In addition to arrays, hash tables are the most common data structure. The bottom layer of map in Go language is a hash table, which can easily provide key-value pairs mapping.

Features

The value of an uninitialized map is nil. Adding an element to a map with a value of nil will trigger panic, which is one of the easy mistakes for novices.

The map operation is not atomic. When multiple coroutines operate the map at the same time, a read-write conflict may occur. At this time, a panic will be triggered and the program will exit. If you need to read and write concurrently, you can use a lock to protect the map, or you can use sync.Map in the sync package of the standard library.

realization principle

Data structure

The underlying data structure of map is defined by runtime/map.go/hmap:

type hmap struct {
    count     int             // 元素个数,调用 len(map) 时,直接返回此值
    flags     uint8
    B         uint8           // buckets 数组长度的对数
    noverflow uint16          // overflow 的 bucket 近似数
    hash0     uint32          // 哈希种子,为哈希函数的结果引入随机性,在调用哈希函数时作为参数传入
    
    buckets    unsafe.Pointer // 指向 buckets 数组,大小为 2^B,元素个数为0时为 nil
    oldbuckets unsafe.Pointer // 在扩容时用于保存旧 buckets 数组,大小为 buckets 的一半
    nevacuate  uintptr        // 指示扩容进度,小于此地址的 buckets 都已迁移完成
    extra *mapextra           // 附加项
}

Buckets are stored in the buckets array. Buckets are often translated into buckets. They are the real carrier of map key-value pairs. Its data structure is defined as follows:

type bmap struct {
    tophash [bucketCnt]uint8    // 存储键的 hash 值的高 8 位
}

During operation, the bmap structure actually contains more than the tophash field, because different types of key-value pairs may be stored in the hash table, and the Go language (before 1.17) does not support generics, so the memory space occupied by the key-value pairs is only Can be deduced at compile time. Other fields in bmap are also accessed by calculating memory addresses at runtime, so these fields are not included in its definition. At runtime, bmap is transformed into the following:

type bmap struct {
    topbits  [8]uint8
    keys     [8]keytype
    values   [8]valuetype
    pad      uintptr
    overflow uintptr
}

The overall map structure diagram is roughly as follows:

image.png

The internal composition of bmap is similar to the following figure:

image.png

HOB Hash refers to top hash. Key and value are put together separately, not in the form of key/value/key/value/... The advantage of this is that the padding field can be omitted in some cases to save memory space.

Each bucket is designed to hold up to 8 key-value pairs. If the ninth key-value falls into the current bucket, then another bucket needs to be constructed and connected through the overflow pointer.

related operations

find

The key is hashed to obtain the hash value, which has a total of 64 bits. When calculating which bucket it should fall in, only the last B bits are used. Remember the B mentioned earlier? B is equal to the number of buckets, which is the logarithm of the length of the buckets array.

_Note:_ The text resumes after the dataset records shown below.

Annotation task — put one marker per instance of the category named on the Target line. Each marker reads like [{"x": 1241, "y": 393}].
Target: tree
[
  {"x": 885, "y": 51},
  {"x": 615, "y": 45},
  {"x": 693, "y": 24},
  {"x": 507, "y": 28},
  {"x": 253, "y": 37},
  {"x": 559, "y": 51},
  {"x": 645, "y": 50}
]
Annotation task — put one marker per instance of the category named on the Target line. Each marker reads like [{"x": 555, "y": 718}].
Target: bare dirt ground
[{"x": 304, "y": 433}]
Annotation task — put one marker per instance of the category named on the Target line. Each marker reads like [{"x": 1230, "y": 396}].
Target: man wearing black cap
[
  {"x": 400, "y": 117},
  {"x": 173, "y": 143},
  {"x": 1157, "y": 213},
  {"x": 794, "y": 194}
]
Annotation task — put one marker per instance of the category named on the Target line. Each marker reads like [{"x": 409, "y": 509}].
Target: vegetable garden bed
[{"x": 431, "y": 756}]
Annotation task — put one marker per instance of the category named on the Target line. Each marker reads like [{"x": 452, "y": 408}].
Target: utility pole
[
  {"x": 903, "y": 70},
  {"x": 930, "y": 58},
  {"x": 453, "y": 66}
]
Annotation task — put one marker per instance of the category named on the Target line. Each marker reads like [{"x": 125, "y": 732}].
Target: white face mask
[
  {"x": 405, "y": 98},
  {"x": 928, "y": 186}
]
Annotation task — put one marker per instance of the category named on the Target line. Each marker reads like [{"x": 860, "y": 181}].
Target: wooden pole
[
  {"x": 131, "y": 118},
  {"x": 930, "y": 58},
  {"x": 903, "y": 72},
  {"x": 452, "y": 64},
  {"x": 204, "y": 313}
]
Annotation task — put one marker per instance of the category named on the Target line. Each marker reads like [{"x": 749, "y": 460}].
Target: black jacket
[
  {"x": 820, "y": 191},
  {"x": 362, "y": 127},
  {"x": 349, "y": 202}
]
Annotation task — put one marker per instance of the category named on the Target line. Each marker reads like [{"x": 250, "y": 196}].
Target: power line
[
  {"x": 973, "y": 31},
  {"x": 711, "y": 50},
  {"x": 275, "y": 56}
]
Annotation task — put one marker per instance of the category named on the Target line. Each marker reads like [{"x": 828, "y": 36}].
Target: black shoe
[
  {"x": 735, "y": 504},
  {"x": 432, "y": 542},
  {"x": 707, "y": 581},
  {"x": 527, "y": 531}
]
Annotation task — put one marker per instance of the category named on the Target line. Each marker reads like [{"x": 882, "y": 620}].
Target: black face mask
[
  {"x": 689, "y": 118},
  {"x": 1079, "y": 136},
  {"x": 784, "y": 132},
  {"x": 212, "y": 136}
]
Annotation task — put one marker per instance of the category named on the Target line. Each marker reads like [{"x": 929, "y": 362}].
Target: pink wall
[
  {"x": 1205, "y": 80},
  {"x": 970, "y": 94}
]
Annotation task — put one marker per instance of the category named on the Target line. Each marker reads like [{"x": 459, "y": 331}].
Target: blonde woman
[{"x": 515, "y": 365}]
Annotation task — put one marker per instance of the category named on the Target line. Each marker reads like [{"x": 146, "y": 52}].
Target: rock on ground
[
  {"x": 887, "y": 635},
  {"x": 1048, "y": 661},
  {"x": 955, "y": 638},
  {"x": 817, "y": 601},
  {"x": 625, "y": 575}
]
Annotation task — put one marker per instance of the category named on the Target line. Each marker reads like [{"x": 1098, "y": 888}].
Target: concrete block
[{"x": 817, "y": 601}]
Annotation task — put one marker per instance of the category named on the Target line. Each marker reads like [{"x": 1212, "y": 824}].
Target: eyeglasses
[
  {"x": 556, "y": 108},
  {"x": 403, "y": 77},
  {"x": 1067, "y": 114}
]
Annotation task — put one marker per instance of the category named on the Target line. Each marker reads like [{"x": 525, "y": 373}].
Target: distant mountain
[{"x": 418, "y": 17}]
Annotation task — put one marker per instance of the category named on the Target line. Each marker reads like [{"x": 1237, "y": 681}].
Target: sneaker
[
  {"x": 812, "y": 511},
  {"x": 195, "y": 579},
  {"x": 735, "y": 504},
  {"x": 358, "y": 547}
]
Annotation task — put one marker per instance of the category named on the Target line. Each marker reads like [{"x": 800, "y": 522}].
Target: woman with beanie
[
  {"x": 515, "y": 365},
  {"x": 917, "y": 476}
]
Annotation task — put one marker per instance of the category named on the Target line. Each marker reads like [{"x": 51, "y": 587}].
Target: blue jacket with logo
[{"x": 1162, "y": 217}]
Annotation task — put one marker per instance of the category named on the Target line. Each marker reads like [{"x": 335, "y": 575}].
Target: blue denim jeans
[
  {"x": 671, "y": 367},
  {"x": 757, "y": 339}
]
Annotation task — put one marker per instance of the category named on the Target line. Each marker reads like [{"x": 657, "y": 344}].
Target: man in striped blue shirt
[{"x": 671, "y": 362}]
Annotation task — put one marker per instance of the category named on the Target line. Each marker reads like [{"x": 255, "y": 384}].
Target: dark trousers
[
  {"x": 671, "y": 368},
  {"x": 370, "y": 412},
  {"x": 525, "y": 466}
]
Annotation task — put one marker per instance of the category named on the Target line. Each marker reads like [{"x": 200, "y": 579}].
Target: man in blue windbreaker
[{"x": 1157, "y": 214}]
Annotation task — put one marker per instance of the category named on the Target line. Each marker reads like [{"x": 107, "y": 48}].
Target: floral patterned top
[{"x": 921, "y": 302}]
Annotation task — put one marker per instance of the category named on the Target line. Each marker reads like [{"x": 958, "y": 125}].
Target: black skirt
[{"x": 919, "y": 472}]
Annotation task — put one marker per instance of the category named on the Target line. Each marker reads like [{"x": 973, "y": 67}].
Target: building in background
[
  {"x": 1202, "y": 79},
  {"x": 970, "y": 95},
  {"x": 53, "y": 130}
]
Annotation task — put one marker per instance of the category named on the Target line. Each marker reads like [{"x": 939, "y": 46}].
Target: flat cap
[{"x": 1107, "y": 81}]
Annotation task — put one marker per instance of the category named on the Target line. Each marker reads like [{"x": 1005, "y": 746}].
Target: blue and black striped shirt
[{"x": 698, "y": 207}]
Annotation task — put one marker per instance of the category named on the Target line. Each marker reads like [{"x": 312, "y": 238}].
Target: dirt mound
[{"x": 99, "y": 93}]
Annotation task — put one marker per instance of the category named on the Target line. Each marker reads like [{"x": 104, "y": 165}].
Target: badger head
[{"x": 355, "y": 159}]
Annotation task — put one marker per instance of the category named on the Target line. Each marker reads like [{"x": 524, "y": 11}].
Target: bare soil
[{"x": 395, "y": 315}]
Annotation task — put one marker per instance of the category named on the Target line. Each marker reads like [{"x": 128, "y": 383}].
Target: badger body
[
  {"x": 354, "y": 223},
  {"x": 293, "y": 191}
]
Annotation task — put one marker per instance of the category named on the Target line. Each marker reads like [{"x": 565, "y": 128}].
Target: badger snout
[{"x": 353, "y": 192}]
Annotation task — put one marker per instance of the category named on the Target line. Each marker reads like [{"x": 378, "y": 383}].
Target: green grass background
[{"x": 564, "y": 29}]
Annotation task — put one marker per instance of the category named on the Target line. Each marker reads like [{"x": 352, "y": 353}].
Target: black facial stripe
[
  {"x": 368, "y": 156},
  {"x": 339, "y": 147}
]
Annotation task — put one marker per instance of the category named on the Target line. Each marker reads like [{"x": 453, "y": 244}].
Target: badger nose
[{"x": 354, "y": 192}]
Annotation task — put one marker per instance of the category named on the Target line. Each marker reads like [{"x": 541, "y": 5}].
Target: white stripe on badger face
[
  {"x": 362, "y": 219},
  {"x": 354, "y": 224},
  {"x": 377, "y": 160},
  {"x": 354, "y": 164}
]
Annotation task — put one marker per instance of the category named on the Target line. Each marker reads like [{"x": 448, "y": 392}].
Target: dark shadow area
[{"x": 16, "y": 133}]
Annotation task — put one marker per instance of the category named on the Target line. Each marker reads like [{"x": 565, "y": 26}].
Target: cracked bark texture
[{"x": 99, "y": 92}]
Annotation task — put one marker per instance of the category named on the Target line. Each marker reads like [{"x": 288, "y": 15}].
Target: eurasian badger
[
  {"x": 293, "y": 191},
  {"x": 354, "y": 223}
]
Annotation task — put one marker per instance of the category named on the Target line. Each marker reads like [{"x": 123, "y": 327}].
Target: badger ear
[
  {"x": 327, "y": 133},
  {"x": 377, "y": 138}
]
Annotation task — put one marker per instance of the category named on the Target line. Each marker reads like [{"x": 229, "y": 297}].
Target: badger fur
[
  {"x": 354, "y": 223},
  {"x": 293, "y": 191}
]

For example, after a key is calculated by a hash function, the hash result obtained is:

10010111 | 000011110110110010001111001010100010010110010101010 │ 00110

Use the last 5 bits, which is 00110, to locate the 6th bucket. This operation is actually the remainder operation, but the remainder is too expensive, so the code implementation uses bit operations instead. Then use the high 8 bits of the hash value to find the position of the key in the bucket. As shown below:

image.png

Because there may be a hash conflict, after locating the position of the key in the bucket, you need to obtain the corresponding key value and compare it with the key to be queried. If it is not equal, continue the above locating process. If it is not found in the current bucket and the overflow is not empty, continue to search in the overflow bucket until it is found or all key slots have been searched. If it is not found, it will not return nil, but return the zero value of the corresponding type.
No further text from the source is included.